One of the highlights of my year, perhaps my career, was being able to participate in Sustainable Humanity, Sustainable Nature: Our Responsibility, a four-day Vatican workshop aimed at shaping strategies for human advancement that are attuned to the planet's limits, organized by the Pontifical Academy of Sciences and Academy of Social Sciences last May.
Now there are signs that the themes and conclusions developed in those sessions are helping to shape Pope Francis's planned push for serious international commitments in 2015 to curb greenhouse gases and gird communities, particularly the poorest, against climate-related hazards.

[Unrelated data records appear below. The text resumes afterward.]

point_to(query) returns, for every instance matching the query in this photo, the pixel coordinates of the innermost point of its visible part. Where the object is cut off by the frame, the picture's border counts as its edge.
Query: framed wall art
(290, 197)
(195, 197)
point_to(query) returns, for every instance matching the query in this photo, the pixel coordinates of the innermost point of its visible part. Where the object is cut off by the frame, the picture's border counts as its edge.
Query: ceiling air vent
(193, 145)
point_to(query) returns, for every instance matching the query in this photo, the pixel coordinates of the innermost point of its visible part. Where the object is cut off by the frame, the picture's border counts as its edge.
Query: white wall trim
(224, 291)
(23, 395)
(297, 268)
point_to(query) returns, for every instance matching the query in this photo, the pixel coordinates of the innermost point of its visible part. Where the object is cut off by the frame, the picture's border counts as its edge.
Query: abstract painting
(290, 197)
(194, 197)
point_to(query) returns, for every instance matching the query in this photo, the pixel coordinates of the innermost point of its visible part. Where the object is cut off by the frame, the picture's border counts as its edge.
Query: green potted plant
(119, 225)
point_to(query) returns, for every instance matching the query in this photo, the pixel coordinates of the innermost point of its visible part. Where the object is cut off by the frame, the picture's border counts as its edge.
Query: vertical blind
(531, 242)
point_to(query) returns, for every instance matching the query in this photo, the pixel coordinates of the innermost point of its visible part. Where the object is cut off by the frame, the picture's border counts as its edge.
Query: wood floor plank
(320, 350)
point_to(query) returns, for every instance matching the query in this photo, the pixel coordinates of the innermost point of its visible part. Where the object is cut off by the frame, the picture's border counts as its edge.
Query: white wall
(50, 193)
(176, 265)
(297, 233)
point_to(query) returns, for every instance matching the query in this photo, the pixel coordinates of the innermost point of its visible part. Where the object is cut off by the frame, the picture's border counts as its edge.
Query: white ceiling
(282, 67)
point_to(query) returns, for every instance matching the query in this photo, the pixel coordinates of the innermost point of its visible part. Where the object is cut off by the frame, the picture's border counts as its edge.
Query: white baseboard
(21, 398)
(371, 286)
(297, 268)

A first step will come in less than three weeks, when, during his visit to the Philippines, the pope is scheduled to have lunch with some survivors of the typhoon that devastated Tacloban in 2012. The scope of the human calamity there was as much a result of deep poverty and poorly governed urban growth as the ferocity of Typhoon Haiyan.

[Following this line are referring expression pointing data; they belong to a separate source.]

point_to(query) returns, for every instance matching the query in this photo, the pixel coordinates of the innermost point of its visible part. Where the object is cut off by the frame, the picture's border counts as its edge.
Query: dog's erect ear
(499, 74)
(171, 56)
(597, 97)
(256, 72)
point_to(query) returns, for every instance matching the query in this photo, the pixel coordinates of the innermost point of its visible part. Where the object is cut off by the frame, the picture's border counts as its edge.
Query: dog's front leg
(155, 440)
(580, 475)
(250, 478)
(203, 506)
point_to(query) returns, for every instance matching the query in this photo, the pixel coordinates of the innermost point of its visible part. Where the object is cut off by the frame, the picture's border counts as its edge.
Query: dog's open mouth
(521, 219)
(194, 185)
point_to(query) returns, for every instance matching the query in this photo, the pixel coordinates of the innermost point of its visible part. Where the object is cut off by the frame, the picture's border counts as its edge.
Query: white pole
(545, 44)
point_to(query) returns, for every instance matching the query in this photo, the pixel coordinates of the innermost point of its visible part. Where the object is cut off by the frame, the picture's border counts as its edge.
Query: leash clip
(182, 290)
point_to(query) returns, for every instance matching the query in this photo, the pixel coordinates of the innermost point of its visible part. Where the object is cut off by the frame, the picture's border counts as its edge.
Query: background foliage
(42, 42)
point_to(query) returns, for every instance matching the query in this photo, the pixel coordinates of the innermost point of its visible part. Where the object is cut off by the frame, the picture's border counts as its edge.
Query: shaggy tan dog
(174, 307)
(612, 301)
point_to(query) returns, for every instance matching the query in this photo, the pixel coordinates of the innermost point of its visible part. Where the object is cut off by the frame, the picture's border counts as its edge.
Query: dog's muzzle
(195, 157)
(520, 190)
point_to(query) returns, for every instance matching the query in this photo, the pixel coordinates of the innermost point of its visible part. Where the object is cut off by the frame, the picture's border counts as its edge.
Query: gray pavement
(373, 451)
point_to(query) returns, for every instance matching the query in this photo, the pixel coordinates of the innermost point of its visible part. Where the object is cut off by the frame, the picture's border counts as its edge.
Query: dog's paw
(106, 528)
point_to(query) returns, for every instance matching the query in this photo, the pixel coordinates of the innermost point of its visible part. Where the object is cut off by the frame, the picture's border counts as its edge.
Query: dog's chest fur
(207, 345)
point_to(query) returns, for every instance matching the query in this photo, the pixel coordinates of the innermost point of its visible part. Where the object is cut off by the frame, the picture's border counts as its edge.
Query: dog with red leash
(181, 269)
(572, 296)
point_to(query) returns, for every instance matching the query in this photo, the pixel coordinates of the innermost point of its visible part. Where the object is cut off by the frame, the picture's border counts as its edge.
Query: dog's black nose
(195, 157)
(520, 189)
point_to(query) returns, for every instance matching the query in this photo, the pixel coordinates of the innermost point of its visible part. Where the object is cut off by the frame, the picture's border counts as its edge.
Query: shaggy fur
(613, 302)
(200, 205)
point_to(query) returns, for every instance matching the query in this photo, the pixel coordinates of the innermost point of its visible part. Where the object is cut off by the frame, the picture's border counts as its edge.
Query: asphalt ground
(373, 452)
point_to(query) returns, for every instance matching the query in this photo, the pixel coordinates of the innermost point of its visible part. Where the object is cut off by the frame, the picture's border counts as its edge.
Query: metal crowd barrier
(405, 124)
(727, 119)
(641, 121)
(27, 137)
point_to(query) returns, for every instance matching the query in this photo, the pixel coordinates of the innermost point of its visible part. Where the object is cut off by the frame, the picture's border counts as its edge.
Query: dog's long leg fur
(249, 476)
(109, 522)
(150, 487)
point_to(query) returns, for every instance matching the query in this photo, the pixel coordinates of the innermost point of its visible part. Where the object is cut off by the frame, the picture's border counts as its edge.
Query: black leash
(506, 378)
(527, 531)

The social and environmental roots of that disaster provide just the context the Vatican needs to reinforce its case that sustainable human progress will come as much through attacking poverty and fostering fairness as boosting environmental protection.
Those twin themes resonated throughout the Vatican meeting and have built since then, particularly in a speech delivered in London on Nov. 7 by Bishop Marcelo Sánchez Sorondo, who, as chancellor of both pontifical academies, was the chief organizer of the Vatican sustainability workshop.
That speech sketches out much of the pope's plans on climate change for the coming year.